Ja, aber ich katalogisiere sie nicht.

Das ist dann vielleicht eine Rentneraufgabe. Wie viele haben Sie?

Quer durch die Sportarten 500-600.

Wann sind Sie auf das Groundhopping gekommen?

Zu der Zeit als Sport1 noch DSF hieß, gab es kaum Programm und einige Reportagen liefen als Dauerschleifen. So sah man endlos eine Groundhopping-Reportage, muss so um 2000 gewesen sein. Über eine Truppe aus Hessen, Jens-Uwe Hanssen hieß der Anführer, weiß ich noch. Die sind Freitagabend in einen alten Corsa gestiegen, nachdem sie sich noch ein Landesliga-Hessenmitte-Spiel in Alsfeld angeschaut haben, und nach Tschechien gefahren.
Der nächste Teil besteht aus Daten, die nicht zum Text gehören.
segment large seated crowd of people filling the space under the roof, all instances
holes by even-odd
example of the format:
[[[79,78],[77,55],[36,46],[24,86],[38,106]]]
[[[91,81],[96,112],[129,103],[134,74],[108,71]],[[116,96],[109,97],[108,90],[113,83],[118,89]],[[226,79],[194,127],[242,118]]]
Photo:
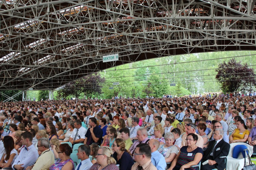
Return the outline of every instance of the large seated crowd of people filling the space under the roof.
[[[2,102],[0,167],[195,170],[201,163],[203,170],[225,169],[220,157],[231,143],[246,142],[256,153],[255,100],[254,92]],[[81,163],[75,166],[76,144]]]

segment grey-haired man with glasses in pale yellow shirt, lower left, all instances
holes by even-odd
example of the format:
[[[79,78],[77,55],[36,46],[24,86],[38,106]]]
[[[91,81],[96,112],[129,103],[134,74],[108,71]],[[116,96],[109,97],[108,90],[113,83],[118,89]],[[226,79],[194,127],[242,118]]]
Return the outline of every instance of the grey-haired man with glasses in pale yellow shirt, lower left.
[[[28,166],[26,170],[34,169],[49,169],[54,163],[54,154],[49,149],[50,141],[47,138],[38,139],[37,148],[38,152],[41,152],[37,158],[35,165]]]

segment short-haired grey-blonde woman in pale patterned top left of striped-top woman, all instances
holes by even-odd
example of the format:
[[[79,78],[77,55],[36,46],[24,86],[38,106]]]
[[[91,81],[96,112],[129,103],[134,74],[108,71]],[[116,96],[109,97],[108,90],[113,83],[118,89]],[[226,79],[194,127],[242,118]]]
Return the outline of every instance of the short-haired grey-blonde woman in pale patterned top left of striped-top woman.
[[[164,135],[165,145],[160,145],[158,152],[163,155],[166,163],[170,163],[178,154],[178,148],[173,145],[174,136],[172,132],[167,132]],[[170,164],[169,164],[170,165]],[[168,166],[168,164],[167,164]]]

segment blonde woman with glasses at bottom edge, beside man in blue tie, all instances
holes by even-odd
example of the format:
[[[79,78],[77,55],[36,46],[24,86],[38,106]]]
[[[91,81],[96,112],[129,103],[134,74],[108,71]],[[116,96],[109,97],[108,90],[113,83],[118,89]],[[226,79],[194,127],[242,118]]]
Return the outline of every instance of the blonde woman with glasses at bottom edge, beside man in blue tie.
[[[119,170],[116,166],[116,160],[112,156],[113,151],[108,146],[100,147],[96,155],[97,162],[93,164],[90,170]]]

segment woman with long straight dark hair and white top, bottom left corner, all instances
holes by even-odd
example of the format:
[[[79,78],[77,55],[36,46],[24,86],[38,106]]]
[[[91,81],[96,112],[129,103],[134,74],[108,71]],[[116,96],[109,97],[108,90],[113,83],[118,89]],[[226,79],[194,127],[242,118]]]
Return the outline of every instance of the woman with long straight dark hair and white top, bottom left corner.
[[[3,139],[5,153],[0,162],[1,168],[11,167],[14,160],[18,157],[18,152],[14,148],[14,140],[11,136],[5,136]]]

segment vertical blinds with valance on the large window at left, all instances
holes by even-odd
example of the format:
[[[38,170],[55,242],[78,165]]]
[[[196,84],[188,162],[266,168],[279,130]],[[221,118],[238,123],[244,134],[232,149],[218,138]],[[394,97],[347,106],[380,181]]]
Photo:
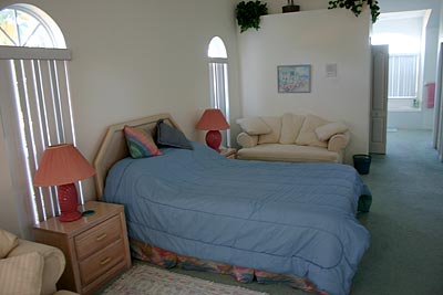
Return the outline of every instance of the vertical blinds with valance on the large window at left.
[[[69,60],[70,50],[0,48],[0,109],[9,165],[14,189],[27,188],[19,198],[29,201],[34,222],[60,211],[53,187],[32,186],[44,149],[61,143],[75,144]]]

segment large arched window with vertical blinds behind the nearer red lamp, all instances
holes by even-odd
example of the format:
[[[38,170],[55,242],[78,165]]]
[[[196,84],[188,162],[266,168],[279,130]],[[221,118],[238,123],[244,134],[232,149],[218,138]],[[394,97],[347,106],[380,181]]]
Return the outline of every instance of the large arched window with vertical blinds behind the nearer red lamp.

Hradec Králové gegen Opava. Da steht ein Typ und zeigt zum verrosteten Zaun zum Spielfeld runter und sagt: Sowas gibt es in Deutschland gar nicht mehr. Dazu der Kommentar aus dem Off: „Groundhopper brauchen einen Stadioninstinkt“. Diesen Film muss man Leuten zeigen, die nicht wissen, was Groundhopping bedeutet.